Environment

PMO Sat on G.D. Agarwal’s Letters for Two Months, Chose Not to Respond: RTI

Prime Minister Narendra Modi was quick to tweet his condolences after Agarwal’s death but the PMO chose to pass the buck with Agarwal’s complaints when he was alive.

New Delhi: G.D. Agarwal, who died on October 11 after a 112 day fast to ‘save the Ganga’, had written three letters to Prime Minister Narendra Modi. He urged that ‘Ganga putra’ Modi act to stall hydroelectric projects along the river to ensure it was restored to its free-flowing status.

According to information received through a Right to Information (RTI) application, the Prime Minister’s Office (PMO) chose not to respond to Agarwal after even two months as the engineer-turned-activist remained on a fast unto death.

Nonetheless, Modi had been quick to offer condolences on Twitter after Agarwal’s passing – within hours, in fact. “Saddened by the demise of Shri GD Agarwal Ji. His passion towards learning, education, saving the environment, particularly Ganga cleaning will always be remembered. My condolences.”

In its RTI response to Ujjawal Krishnam, an activist with the NGO Citizens for Justice and Peace, the PMO acknowledged it received two of Agarwal’s letters addressed to the PM dated June 13 and June 23.

Also read: G.D. Agarwal’s Third and Final Letter to PM Modi on Saving the Ganga

On August 20, the PMO forwarded the letter to the Ministry of Water Resources, River Development and Ganga Rejuvenation (MoWR) and closed the complaint. The following note was attached with the letter: “A letter/gist of oral representation dated 23/6/2018 received in this office from Shri Swami Gyanswarup Sanand is forwarded herewith for action as appropriate. Reply may be sent to petitioner and a copy of the same may be uploaded on the portal.” (The name in the letter was an alias of Agarwal.)

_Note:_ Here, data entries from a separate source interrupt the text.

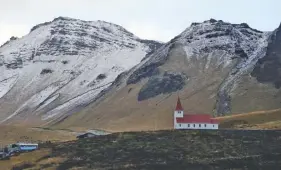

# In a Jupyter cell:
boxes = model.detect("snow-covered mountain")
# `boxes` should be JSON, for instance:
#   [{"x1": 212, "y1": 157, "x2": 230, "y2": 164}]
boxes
[
  {"x1": 0, "y1": 17, "x2": 162, "y2": 123},
  {"x1": 55, "y1": 19, "x2": 281, "y2": 130},
  {"x1": 0, "y1": 17, "x2": 281, "y2": 130}
]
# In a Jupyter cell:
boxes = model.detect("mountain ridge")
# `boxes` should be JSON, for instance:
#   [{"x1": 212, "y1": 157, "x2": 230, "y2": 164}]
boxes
[{"x1": 0, "y1": 17, "x2": 281, "y2": 130}]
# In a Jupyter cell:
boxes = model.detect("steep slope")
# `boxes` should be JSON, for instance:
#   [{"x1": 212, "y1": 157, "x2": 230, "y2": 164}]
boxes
[
  {"x1": 57, "y1": 19, "x2": 280, "y2": 131},
  {"x1": 0, "y1": 17, "x2": 161, "y2": 124}
]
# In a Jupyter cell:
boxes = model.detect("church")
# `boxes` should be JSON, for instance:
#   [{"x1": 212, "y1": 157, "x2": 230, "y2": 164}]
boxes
[{"x1": 174, "y1": 97, "x2": 219, "y2": 129}]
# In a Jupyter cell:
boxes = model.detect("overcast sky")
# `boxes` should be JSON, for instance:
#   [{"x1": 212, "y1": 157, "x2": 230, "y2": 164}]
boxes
[{"x1": 0, "y1": 0, "x2": 281, "y2": 44}]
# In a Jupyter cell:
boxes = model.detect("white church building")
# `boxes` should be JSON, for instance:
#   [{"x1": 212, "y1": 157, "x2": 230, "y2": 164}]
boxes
[{"x1": 174, "y1": 97, "x2": 219, "y2": 129}]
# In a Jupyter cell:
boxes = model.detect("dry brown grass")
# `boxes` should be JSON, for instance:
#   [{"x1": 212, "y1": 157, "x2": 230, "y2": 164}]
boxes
[
  {"x1": 0, "y1": 125, "x2": 76, "y2": 145},
  {"x1": 0, "y1": 149, "x2": 64, "y2": 170},
  {"x1": 216, "y1": 109, "x2": 281, "y2": 129}
]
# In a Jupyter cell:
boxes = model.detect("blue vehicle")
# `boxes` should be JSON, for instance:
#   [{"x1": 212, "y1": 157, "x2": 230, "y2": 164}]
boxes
[{"x1": 16, "y1": 143, "x2": 38, "y2": 152}]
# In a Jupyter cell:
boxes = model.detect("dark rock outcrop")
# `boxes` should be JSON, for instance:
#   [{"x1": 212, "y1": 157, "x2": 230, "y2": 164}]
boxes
[
  {"x1": 40, "y1": 68, "x2": 53, "y2": 75},
  {"x1": 138, "y1": 72, "x2": 185, "y2": 101},
  {"x1": 251, "y1": 25, "x2": 281, "y2": 88}
]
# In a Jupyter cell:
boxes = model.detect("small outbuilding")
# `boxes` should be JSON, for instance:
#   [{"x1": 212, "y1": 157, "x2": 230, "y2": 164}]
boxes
[
  {"x1": 174, "y1": 98, "x2": 219, "y2": 129},
  {"x1": 76, "y1": 132, "x2": 96, "y2": 139}
]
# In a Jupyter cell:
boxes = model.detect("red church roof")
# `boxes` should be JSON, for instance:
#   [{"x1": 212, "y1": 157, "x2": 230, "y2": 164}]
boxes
[
  {"x1": 176, "y1": 97, "x2": 183, "y2": 111},
  {"x1": 176, "y1": 114, "x2": 218, "y2": 124}
]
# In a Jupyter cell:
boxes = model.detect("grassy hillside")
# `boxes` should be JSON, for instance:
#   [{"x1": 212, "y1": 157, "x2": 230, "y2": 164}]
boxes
[
  {"x1": 0, "y1": 125, "x2": 76, "y2": 145},
  {"x1": 0, "y1": 130, "x2": 281, "y2": 170},
  {"x1": 216, "y1": 109, "x2": 281, "y2": 129}
]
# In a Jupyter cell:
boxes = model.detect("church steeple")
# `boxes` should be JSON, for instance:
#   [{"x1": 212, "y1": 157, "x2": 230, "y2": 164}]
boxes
[{"x1": 176, "y1": 97, "x2": 183, "y2": 111}]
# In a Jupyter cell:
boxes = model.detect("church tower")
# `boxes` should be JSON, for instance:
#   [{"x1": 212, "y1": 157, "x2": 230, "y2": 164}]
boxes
[{"x1": 174, "y1": 97, "x2": 183, "y2": 128}]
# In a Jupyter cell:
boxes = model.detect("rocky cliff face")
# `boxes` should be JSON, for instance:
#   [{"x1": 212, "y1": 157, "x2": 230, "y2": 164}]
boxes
[
  {"x1": 127, "y1": 19, "x2": 268, "y2": 115},
  {"x1": 0, "y1": 17, "x2": 162, "y2": 123},
  {"x1": 0, "y1": 17, "x2": 281, "y2": 130},
  {"x1": 252, "y1": 23, "x2": 281, "y2": 88},
  {"x1": 55, "y1": 19, "x2": 281, "y2": 130}
]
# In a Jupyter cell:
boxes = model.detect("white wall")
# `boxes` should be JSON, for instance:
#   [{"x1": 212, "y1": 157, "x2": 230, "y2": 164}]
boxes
[
  {"x1": 174, "y1": 111, "x2": 183, "y2": 129},
  {"x1": 175, "y1": 123, "x2": 219, "y2": 129}
]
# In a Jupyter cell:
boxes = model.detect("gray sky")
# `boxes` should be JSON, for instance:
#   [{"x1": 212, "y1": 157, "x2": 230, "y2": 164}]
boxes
[{"x1": 0, "y1": 0, "x2": 281, "y2": 44}]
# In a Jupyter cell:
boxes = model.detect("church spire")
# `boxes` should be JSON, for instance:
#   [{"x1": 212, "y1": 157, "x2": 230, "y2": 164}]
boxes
[{"x1": 176, "y1": 96, "x2": 183, "y2": 111}]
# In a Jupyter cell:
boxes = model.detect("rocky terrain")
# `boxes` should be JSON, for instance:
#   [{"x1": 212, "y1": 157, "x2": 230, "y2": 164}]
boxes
[
  {"x1": 3, "y1": 130, "x2": 281, "y2": 170},
  {"x1": 0, "y1": 17, "x2": 161, "y2": 124},
  {"x1": 56, "y1": 19, "x2": 281, "y2": 131},
  {"x1": 0, "y1": 17, "x2": 281, "y2": 131}
]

According to Swami Shivanand Saraswati, Agarwal’s spiritual guru and the founder president of Matri Sadan, the ashram that was Agarwal’s home, no reply has been received from the MoWR so far.

‘Needed PM to respond’ 

In Agarwal’s letter dated June 13, he addressed Modi as ‘his younger brother’ and accused him of not acting or responding to any of his previous letters. He had sent his first letter in February. Agarwal also said that the Modi government was responsible for causing ‘harm’ to the Ganga.

He had demanded that a draft 2012 Bill that he had helped create for the Ganga’s conservation be enacted. He also asked that all proposed hydroelectric projects in the upper streams of the river be suspended. Third, he wanted all tree cutting and mining along the Ganga to be stopped as well.

“The letters were very clearly addressed to the Prime Minister,” Saraswati told The Wire. “They demanded that he take action, instead he just washed his hands off it and left Swamiji to die.”

Further, according to Saraswati, Gadkari had spoken to Agarwal over the phone in July after Uma Bharti, the Union minister for drinking water and sanitation, had paid him a visit. “Gadkari was very rude to Swamiji. He did not want to listen to what he had to say,” Saraswati said.

‘No authority to act’

Despite the PMO’s letter asking the ministry to “take action as appropriate”, the MoWR had said it couldn’t because it didn’t have the power. This emerged in a meeting that had been arranged in September with Agarwal’s representatives and other NGOs working to protect the Ganga.

The Wire spoke to three people who were present at the meeting. All confirmed that Gadkari had said that he did not have the power to act vis-à-vis fulfilling Agarwal’s chief demand: stalling the hydroelectric projects along the Ganga.

Also read: Narendra Modi Could Have Learnt so Much From G.D. Agarwal. But It’s Too Late Now.

“The minister of water resources informed us that he doesn’t have authority to  decide upon the cancellation of under-construction hydropower projects,” said Mallika Bhanot of Ganga Ahvaan, an Uttarakhand-based forum working on conserving the river.

Paritosh Tyagi, ex-chairman of the Central Pollution Control Board and co-drafter of the 2012 Bill, was also present at the meeting. “The minister said that he could only act on certain things and does not have the power to act on some demands like stopping the projects,” he told The Wire.

According to Bharat Jhunjhunwala, former professor of economics at IIT Bangalore, Gadkari had said that he could simply “try and redesign” the projects to minimise damage to the river. “And he said that he can’t do anything to stop the power projects,” Jhunjhunwala said. “But the ministry has done nothing on even redesigning the projects.”

Gadkari had also apparently remained non-committal on the two other demands that Agarwal had raised – end mining in the Ganga basin, and enact the 2012 Bill.

According to Tyagi, “He did say that they will stop sand mining in the Haridwar kumbh area. Even that notification has not been issued till today.”